Hashcat Compressed | Wordlist
Using a Hashcat compressed wordlist is not just a storage hack; it is a performance tuning strategy. The key takeaways are:
By mastering compressed wordlist workflows, you transform storage constraints into computational fluidity. Your GPUs will never wait on disk I/O again.
Remember: The fastest cracking session is one where the CPU decompresses while the GPU cycles. Keep that pipeline full.
Hashcat does not have native support for PKZIP, RAR, or 7-zip archives. However, it does have one hidden gem: Internal compression via --stdout and stdin piping.
Hashcat can read from stdin (Standard Input). This is the golden key. hashcat compressed wordlist
If you use hashcat ... - and you also have a file literally named - in your directory, Hashcat reads from STDIN, not the file. This is intended.
While compressed wordlists offer clear benefits, they are not without trade-offs:
Let’s walk through a realistic scenario.
Situation: You obtained realhuman_phillipines.7z (a 6 GB compressed list containing 200 million passwords). You have an NTLM hash to crack. Using a Hashcat compressed wordlist is not just
Step 1: Verify the archive contents
7z l realhuman_phillipines.7z
# Output: shows "phillipines.txt" (single file)

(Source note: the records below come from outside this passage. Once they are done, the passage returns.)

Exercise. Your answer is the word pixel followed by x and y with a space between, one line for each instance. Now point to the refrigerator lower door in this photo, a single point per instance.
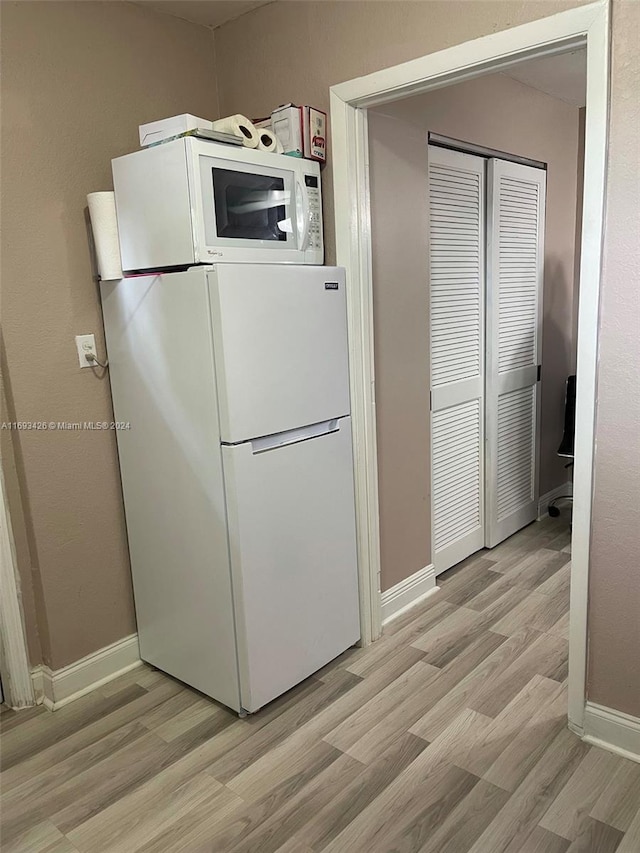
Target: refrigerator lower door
pixel 280 341
pixel 291 517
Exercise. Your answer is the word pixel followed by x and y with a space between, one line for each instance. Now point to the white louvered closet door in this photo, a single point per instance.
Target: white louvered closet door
pixel 515 257
pixel 457 296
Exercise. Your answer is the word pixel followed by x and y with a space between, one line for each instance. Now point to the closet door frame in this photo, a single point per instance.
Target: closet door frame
pixel 458 392
pixel 496 384
pixel 584 26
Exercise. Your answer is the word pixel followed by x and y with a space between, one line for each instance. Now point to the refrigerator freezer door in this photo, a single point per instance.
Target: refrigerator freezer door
pixel 293 554
pixel 280 338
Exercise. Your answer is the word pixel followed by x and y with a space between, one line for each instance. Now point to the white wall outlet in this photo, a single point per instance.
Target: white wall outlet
pixel 86 344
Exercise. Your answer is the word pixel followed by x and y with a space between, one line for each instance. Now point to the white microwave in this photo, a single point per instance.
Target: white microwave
pixel 191 201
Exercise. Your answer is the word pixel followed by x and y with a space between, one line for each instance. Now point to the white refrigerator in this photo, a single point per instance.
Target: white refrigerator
pixel 231 396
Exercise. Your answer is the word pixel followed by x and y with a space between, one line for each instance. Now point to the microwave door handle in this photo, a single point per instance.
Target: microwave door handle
pixel 303 214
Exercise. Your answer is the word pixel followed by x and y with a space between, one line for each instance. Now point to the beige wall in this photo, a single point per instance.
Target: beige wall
pixel 77 79
pixel 401 310
pixel 301 49
pixel 500 113
pixel 614 594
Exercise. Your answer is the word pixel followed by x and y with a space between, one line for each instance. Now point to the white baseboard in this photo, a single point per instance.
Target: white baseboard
pixel 545 500
pixel 56 688
pixel 408 593
pixel 612 730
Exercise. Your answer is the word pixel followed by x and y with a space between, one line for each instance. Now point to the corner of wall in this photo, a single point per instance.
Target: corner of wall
pixel 215 71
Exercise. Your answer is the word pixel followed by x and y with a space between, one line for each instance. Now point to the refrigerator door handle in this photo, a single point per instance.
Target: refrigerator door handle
pixel 294 436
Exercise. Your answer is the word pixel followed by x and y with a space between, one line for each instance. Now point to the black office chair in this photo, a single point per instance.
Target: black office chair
pixel 566 448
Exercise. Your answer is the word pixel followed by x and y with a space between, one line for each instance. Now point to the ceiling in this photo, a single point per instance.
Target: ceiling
pixel 563 76
pixel 210 13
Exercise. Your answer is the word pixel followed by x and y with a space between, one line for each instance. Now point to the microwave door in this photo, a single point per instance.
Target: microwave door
pixel 246 208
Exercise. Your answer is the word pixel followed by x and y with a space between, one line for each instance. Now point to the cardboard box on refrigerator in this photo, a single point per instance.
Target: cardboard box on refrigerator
pixel 301 130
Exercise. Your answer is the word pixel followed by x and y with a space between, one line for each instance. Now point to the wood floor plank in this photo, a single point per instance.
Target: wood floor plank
pixel 468 820
pixel 499 733
pixel 382 735
pixel 191 717
pixel 55 749
pixel 520 757
pixel 515 822
pixel 23 742
pixel 568 811
pixel 380 708
pixel 196 827
pixel 631 841
pixel 596 836
pixel 559 583
pixel 90 792
pixel 546 656
pixel 538 611
pixel 267 738
pixel 534 569
pixel 401 818
pixel 141 816
pixel 619 800
pixel 543 841
pixel 367 785
pixel 271 821
pixel 394 640
pixel 39 838
pixel 286 762
pixel 473 682
pixel 20 798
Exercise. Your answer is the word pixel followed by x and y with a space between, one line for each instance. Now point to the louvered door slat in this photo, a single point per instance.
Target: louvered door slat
pixel 456 280
pixel 514 286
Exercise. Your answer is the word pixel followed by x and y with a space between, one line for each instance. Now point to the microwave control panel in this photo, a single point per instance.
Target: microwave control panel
pixel 312 183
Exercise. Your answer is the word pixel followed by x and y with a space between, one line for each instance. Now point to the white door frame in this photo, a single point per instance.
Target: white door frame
pixel 585 25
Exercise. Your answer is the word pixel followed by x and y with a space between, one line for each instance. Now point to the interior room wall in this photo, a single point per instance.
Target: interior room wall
pixel 500 113
pixel 399 225
pixel 298 49
pixel 77 80
pixel 614 591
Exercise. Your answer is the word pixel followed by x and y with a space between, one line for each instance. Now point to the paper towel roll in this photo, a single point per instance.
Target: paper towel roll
pixel 268 141
pixel 102 210
pixel 241 126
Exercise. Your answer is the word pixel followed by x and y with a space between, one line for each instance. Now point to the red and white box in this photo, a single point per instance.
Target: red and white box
pixel 302 131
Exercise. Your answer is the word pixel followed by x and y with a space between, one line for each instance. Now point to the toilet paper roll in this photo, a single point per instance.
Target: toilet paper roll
pixel 267 140
pixel 104 225
pixel 241 126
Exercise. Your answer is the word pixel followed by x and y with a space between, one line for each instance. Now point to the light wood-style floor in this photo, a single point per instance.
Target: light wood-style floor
pixel 447 736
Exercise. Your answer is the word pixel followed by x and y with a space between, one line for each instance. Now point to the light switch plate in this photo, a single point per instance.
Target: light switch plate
pixel 86 344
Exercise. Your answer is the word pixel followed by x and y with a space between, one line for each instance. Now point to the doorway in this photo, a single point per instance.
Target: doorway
pixel 585 26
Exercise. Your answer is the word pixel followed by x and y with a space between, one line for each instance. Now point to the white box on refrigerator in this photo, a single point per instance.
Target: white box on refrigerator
pixel 156 131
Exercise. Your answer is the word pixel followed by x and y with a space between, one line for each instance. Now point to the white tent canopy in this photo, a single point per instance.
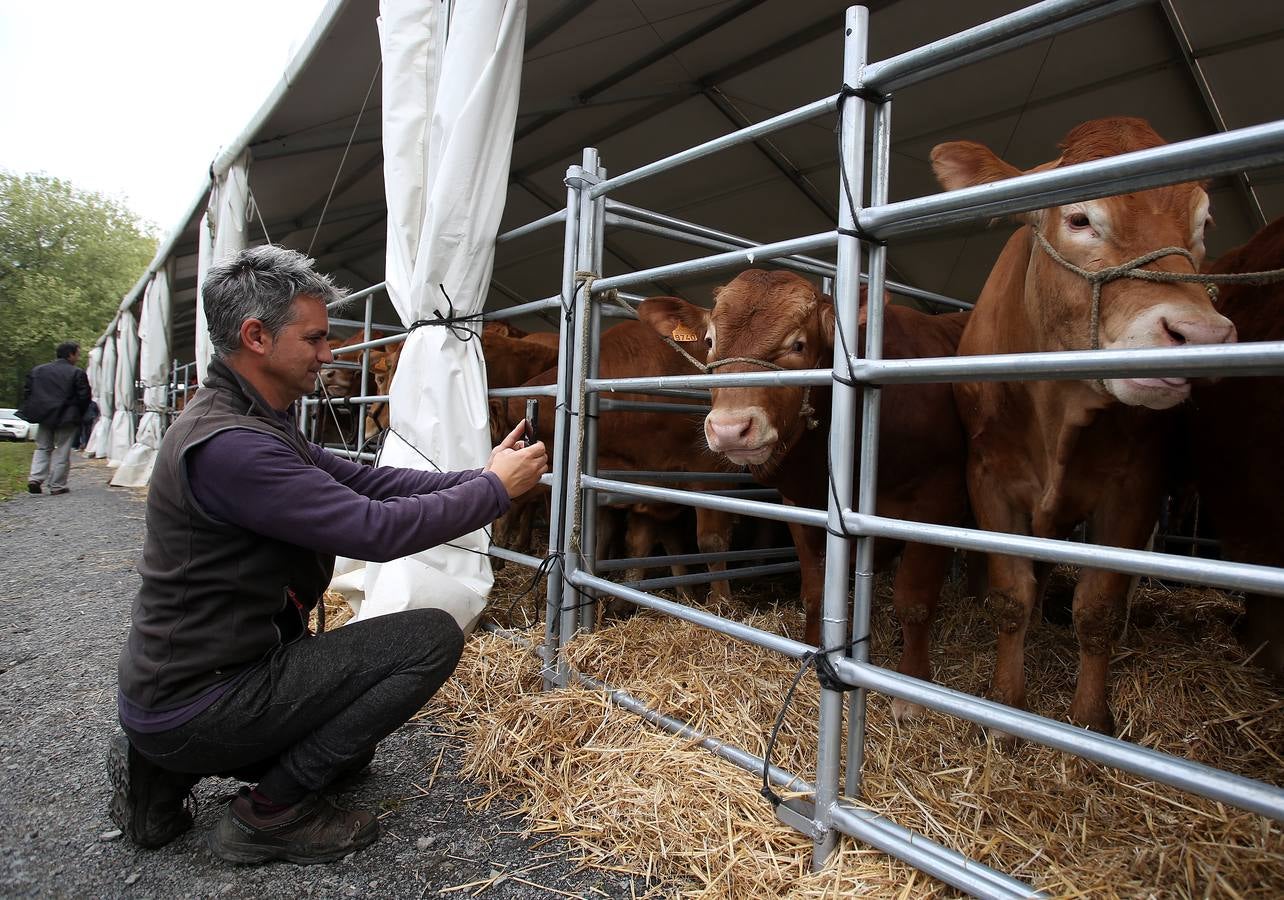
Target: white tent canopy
pixel 154 369
pixel 447 139
pixel 121 437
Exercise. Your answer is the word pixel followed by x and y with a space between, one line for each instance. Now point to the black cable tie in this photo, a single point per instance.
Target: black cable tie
pixel 864 93
pixel 827 673
pixel 860 234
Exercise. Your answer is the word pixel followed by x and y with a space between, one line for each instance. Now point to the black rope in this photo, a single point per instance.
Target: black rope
pixel 828 678
pixel 456 324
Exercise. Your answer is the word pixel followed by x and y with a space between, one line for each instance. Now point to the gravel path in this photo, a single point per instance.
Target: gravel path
pixel 66 588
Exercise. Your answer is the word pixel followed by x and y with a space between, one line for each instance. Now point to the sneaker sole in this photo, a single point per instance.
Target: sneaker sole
pixel 118 808
pixel 243 853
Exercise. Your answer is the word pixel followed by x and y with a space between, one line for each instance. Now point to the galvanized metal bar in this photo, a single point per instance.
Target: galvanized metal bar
pixel 1187 161
pixel 990 39
pixel 656 383
pixel 592 403
pixel 841 447
pixel 645 406
pixel 805 113
pixel 358 322
pixel 533 390
pixel 578 507
pixel 556 217
pixel 629 224
pixel 521 310
pixel 708 577
pixel 557 529
pixel 719 261
pixel 661 475
pixel 696 559
pixel 868 466
pixel 1201 779
pixel 1215 573
pixel 1247 358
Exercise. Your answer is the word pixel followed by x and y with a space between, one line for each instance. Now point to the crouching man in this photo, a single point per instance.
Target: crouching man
pixel 220 674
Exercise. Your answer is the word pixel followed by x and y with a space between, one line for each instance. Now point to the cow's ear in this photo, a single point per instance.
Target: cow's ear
pixel 674 317
pixel 967 164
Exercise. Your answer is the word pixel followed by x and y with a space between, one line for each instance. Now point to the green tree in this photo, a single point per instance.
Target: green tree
pixel 67 258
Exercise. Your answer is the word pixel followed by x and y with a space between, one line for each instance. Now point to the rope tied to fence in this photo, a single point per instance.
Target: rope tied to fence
pixel 828 677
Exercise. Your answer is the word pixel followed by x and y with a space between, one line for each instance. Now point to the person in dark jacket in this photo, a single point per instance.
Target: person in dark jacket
pixel 220 673
pixel 54 397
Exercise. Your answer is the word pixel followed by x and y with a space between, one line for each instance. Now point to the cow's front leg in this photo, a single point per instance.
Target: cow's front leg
pixel 1122 519
pixel 809 543
pixel 713 536
pixel 916 593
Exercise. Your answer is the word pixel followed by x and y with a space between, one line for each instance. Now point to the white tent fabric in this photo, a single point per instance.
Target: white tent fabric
pixel 204 256
pixel 104 392
pixel 154 370
pixel 447 126
pixel 126 372
pixel 222 235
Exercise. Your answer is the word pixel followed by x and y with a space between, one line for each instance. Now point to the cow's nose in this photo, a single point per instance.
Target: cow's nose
pixel 729 433
pixel 1201 330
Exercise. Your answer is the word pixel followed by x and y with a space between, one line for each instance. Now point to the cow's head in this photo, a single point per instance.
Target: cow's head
pixel 1098 234
pixel 778 317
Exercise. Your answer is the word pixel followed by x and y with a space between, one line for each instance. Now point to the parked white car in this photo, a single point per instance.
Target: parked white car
pixel 16 429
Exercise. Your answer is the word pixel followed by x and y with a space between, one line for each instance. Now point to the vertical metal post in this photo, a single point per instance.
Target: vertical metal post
pixel 578 509
pixel 833 624
pixel 561 434
pixel 360 442
pixel 588 542
pixel 868 492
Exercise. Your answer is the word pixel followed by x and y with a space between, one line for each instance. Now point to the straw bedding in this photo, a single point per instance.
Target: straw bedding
pixel 631 797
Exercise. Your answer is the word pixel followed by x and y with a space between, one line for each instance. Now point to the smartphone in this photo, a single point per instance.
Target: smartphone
pixel 532 433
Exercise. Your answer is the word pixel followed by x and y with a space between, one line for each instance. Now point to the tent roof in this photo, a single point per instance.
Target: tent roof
pixel 643 78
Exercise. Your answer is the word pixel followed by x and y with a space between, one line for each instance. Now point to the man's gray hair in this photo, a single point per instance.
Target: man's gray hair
pixel 260 283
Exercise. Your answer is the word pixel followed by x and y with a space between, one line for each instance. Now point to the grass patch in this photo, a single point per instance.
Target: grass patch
pixel 14 466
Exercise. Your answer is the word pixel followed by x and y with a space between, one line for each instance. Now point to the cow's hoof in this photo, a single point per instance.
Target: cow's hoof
pixel 905 713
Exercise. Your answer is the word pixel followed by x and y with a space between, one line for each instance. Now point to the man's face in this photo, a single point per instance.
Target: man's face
pixel 298 351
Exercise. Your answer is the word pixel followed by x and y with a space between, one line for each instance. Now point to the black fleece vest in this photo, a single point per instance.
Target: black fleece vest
pixel 216 598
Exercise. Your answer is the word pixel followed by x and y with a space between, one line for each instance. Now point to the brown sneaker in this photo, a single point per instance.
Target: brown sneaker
pixel 311 831
pixel 149 804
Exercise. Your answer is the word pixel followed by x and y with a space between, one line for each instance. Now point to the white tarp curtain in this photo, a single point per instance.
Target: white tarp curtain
pixel 447 125
pixel 104 393
pixel 126 372
pixel 154 370
pixel 221 235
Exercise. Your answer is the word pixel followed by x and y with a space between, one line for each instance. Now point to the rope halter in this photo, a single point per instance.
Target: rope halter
pixel 1127 270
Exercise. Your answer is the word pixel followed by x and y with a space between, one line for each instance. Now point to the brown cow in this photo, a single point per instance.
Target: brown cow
pixel 1237 441
pixel 643 441
pixel 783 319
pixel 1048 455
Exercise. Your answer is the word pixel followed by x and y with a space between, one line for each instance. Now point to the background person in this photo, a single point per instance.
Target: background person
pixel 54 397
pixel 244 516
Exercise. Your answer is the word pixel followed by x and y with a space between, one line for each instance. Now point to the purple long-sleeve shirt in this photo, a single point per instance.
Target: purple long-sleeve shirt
pixel 253 480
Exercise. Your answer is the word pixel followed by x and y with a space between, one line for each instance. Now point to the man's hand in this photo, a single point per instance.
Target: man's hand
pixel 516 465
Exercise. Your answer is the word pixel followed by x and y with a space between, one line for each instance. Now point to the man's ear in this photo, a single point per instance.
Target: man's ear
pixel 673 317
pixel 254 337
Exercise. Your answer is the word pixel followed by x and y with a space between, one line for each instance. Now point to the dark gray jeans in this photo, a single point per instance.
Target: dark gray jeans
pixel 307 713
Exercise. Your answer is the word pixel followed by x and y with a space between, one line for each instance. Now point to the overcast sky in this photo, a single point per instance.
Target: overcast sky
pixel 134 98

Step 2: Crack directly without decompressing
7z x -so realhuman_phillipines.7z | hashcat -m 1000 -a 0 ntlm_hash.txt -o cracked.txt --potfile-path my.pot
Step 3: Monitor performance
Hashcat will show Speed.#1 in hashes per second. If you see the speed fluctuating wildly, the decompression is the bottleneck. Consider temporarily extracting to RAM.
Step 4: Resume capability
If you interrupt Hashcat (Ctrl+C), piping loses your place. To solve this, use --stdout combined with tee and split: Hashcat does not have native support for PKZIP,
7z x -so big.7z | tee >(split -l 1000000 - part_) | hashcat ...
But that's advanced. Simpler: Just let Hashcat run to completion or use --restore with a rule file.
Pipe a small portion to see if decompression works:
gunzip -c rockyou.txt.gz | head -n 10
When piping a huge compressed file (e.g., 50 GB unpacked), the pipe buffer may cause Hashcat to load too many lines at once. Fix: Use --stdin-timeout-abort=0 or limit line length with -O (optimized kernel).